MFIN comprises 31 non-banking finance companies (NBFC) MFIs including the top 10 MFIs. Speaking to FE Vijay Mahajan, president, MFIN, said it is time that the sector gets a regulator which will go beyond prudential regulations and cover all aspects such as prevention of over-lending , excessive profit and coercive recoveries and also grievance redressal of clients.
Flaying the ordinance on MFIs by the Andhra Pradesh government, Mahajan said the ordinance was anti-people. It will drive millions of poor households in Andhra Pradesh back into clutches of moneylenders. In fact, this ordinance gifts Rs 2,400 crore annually to moneylenders.
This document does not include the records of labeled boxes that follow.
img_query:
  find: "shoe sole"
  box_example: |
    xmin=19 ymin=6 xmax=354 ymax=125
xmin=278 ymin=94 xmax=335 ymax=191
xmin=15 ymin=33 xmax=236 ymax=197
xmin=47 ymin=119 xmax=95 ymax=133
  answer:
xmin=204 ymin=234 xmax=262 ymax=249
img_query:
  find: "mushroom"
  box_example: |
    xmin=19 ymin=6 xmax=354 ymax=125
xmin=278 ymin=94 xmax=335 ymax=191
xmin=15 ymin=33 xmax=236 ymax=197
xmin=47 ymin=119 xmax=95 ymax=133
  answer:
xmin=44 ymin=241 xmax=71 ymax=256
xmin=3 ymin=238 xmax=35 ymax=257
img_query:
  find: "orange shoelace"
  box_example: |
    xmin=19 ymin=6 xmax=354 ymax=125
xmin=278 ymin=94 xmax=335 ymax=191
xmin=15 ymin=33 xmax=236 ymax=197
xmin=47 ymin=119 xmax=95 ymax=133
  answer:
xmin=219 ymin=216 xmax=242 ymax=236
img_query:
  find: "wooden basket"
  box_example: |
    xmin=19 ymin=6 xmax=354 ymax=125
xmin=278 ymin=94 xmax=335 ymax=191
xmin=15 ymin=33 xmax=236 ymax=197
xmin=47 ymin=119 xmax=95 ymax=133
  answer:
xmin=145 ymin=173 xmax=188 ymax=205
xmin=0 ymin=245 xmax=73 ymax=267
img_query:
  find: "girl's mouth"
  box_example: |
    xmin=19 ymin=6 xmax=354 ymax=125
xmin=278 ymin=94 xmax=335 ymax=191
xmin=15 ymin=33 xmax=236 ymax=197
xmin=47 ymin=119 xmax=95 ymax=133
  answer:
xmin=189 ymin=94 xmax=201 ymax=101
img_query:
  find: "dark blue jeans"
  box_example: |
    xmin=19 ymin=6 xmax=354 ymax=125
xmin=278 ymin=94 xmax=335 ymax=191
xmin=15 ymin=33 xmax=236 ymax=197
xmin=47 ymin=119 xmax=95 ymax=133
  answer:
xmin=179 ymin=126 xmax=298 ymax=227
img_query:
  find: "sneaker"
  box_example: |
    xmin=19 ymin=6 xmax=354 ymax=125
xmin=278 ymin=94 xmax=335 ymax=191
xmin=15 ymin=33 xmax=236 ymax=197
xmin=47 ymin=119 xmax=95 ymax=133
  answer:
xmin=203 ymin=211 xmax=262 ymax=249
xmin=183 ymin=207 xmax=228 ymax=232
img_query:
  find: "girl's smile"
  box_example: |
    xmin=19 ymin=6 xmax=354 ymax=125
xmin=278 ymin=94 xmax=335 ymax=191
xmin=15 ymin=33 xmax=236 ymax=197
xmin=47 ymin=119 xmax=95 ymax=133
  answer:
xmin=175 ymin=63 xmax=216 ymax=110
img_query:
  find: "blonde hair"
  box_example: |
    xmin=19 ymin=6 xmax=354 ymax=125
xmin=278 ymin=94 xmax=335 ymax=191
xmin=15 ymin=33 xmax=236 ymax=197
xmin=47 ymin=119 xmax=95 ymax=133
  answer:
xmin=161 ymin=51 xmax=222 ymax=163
That will be the extra interest the poor in the state will have to pay.
On high interest rates charged by MFIs, he said normally the MFIs charge an interest rate of 24% per annum as against 30% being charged by the moneylenders.
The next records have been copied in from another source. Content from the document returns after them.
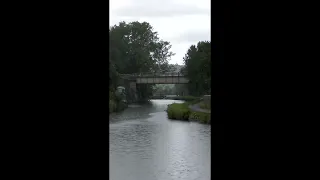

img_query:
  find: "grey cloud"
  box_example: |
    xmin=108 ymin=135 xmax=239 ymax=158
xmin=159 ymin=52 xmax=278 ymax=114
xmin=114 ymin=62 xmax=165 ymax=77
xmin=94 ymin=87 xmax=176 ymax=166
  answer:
xmin=115 ymin=3 xmax=210 ymax=17
xmin=166 ymin=31 xmax=211 ymax=43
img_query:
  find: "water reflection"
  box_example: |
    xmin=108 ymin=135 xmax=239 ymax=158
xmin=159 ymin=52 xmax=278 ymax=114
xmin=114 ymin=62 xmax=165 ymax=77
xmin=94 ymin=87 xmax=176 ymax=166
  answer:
xmin=109 ymin=100 xmax=211 ymax=180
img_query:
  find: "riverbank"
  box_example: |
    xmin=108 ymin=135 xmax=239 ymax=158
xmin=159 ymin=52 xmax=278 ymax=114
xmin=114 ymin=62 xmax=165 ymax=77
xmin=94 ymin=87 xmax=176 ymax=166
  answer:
xmin=167 ymin=102 xmax=211 ymax=124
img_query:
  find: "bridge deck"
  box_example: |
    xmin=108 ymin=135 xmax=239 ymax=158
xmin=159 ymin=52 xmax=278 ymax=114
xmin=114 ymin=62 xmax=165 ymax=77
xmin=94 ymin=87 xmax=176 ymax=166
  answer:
xmin=121 ymin=73 xmax=189 ymax=84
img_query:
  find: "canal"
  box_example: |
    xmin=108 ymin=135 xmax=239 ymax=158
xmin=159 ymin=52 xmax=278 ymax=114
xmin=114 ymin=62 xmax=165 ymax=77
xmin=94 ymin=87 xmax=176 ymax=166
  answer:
xmin=109 ymin=100 xmax=211 ymax=180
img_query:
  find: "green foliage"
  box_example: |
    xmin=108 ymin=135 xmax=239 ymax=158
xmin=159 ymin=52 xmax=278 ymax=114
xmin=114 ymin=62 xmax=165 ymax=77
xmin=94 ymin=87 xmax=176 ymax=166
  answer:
xmin=180 ymin=41 xmax=211 ymax=96
xmin=167 ymin=103 xmax=211 ymax=124
xmin=109 ymin=21 xmax=174 ymax=101
xmin=167 ymin=103 xmax=190 ymax=120
xmin=109 ymin=99 xmax=117 ymax=113
xmin=199 ymin=102 xmax=211 ymax=110
xmin=189 ymin=111 xmax=211 ymax=124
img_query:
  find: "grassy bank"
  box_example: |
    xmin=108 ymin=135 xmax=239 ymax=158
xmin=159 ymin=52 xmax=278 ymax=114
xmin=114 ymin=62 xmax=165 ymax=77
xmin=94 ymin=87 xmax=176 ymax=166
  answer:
xmin=167 ymin=103 xmax=211 ymax=124
xmin=109 ymin=90 xmax=127 ymax=113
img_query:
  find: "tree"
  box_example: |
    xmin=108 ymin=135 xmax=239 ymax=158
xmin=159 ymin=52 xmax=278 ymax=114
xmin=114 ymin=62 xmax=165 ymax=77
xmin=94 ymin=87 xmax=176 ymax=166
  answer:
xmin=180 ymin=41 xmax=211 ymax=96
xmin=109 ymin=21 xmax=174 ymax=101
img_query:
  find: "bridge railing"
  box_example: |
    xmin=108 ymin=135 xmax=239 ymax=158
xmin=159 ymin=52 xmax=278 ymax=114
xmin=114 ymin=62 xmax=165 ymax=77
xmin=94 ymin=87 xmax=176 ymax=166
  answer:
xmin=120 ymin=72 xmax=185 ymax=77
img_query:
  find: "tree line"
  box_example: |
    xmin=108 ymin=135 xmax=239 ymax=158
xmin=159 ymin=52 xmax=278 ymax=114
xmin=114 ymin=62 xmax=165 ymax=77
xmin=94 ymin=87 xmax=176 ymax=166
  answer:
xmin=109 ymin=21 xmax=211 ymax=98
xmin=109 ymin=21 xmax=174 ymax=101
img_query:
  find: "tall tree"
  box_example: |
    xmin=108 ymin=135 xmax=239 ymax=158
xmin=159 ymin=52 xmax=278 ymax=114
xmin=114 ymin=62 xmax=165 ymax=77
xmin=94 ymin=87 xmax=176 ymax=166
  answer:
xmin=109 ymin=21 xmax=174 ymax=98
xmin=181 ymin=41 xmax=211 ymax=96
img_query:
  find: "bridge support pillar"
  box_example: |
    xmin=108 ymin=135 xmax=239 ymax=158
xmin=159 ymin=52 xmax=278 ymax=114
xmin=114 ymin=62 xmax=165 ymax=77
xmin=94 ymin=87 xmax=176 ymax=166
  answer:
xmin=130 ymin=81 xmax=138 ymax=102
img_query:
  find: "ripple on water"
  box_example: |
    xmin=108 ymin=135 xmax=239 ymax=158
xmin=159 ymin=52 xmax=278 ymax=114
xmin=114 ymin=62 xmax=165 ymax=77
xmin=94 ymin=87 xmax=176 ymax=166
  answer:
xmin=109 ymin=101 xmax=211 ymax=180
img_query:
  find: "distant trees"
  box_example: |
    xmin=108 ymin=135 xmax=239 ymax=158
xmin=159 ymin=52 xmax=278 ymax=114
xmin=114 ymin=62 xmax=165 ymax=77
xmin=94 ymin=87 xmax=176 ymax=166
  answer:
xmin=109 ymin=21 xmax=174 ymax=100
xmin=181 ymin=41 xmax=211 ymax=96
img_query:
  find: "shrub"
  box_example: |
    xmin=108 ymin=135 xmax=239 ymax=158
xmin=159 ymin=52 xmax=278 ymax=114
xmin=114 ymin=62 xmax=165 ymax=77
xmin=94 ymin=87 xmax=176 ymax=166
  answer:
xmin=167 ymin=103 xmax=190 ymax=120
xmin=109 ymin=100 xmax=117 ymax=113
xmin=189 ymin=111 xmax=211 ymax=124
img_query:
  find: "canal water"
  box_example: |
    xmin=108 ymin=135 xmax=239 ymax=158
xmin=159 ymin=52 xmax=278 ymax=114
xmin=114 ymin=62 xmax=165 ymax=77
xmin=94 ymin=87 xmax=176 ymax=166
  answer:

Unlike MFIs that reduce their interest amount as the borrowers start repaying the loan, moneylenders charge the entire interest amount in one installment. He suggested that as MFIs grow larger reaping economies of scale, they should pass on the cost of savings to their clients in the form of lower interest rate.
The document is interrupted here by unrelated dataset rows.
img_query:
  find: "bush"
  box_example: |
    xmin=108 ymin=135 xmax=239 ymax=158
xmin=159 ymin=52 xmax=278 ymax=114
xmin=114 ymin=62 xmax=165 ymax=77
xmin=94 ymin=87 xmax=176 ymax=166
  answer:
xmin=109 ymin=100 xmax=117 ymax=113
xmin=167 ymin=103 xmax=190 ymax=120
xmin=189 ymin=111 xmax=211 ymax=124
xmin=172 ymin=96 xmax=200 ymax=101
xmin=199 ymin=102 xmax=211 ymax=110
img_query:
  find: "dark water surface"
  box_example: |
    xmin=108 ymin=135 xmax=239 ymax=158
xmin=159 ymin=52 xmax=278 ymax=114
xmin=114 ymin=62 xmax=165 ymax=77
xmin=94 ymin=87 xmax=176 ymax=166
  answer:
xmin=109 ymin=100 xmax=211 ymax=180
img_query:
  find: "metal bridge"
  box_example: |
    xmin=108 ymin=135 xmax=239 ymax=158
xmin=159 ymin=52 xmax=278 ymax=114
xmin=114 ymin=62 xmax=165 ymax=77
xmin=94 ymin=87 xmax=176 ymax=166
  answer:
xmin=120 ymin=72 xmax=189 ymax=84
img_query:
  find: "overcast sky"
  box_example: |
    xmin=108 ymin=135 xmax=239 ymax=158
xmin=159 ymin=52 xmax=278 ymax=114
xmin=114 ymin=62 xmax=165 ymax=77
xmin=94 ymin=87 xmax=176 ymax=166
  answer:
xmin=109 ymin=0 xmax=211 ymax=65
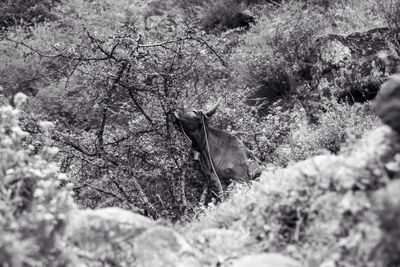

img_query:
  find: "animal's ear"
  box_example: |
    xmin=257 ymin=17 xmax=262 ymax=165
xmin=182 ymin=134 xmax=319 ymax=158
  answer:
xmin=206 ymin=98 xmax=221 ymax=117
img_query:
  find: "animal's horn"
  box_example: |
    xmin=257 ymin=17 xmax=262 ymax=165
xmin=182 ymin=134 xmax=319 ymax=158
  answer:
xmin=206 ymin=98 xmax=221 ymax=117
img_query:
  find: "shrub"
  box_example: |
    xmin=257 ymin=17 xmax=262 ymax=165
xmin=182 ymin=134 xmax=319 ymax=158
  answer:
xmin=274 ymin=102 xmax=382 ymax=165
xmin=0 ymin=0 xmax=61 ymax=28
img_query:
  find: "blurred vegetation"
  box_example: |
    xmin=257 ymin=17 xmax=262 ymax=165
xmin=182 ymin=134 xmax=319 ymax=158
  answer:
xmin=0 ymin=0 xmax=400 ymax=266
Still, I do agree that some of the big MFIs have not reduced their interest rate as yet and this has caused an adverse reaction from the public, government and the regulator as well, he said. However, he said self help group (SHG) model adopted by the banks to fund the poor can't help to provide credit in the real sense. The national average per borrower through SHG model is merely Rs 4,000-5,000. Though, it is true that MFIs depend on banks for raising 80% of their capital requirement, he said.
Meanwhile, state-owned Union Bank of India has said that the bank has got an outstanding of Rs 250 crore for 100 MFI accounts. I assure you that none of my bank's MFI client was charging an interest rate of more than 24%. We expect them to come out with an action plan to gradually reduce their interest rate in a phased manner. In case, we find them continuing to charge high rate of interest, we will not support them in future, said a senior official.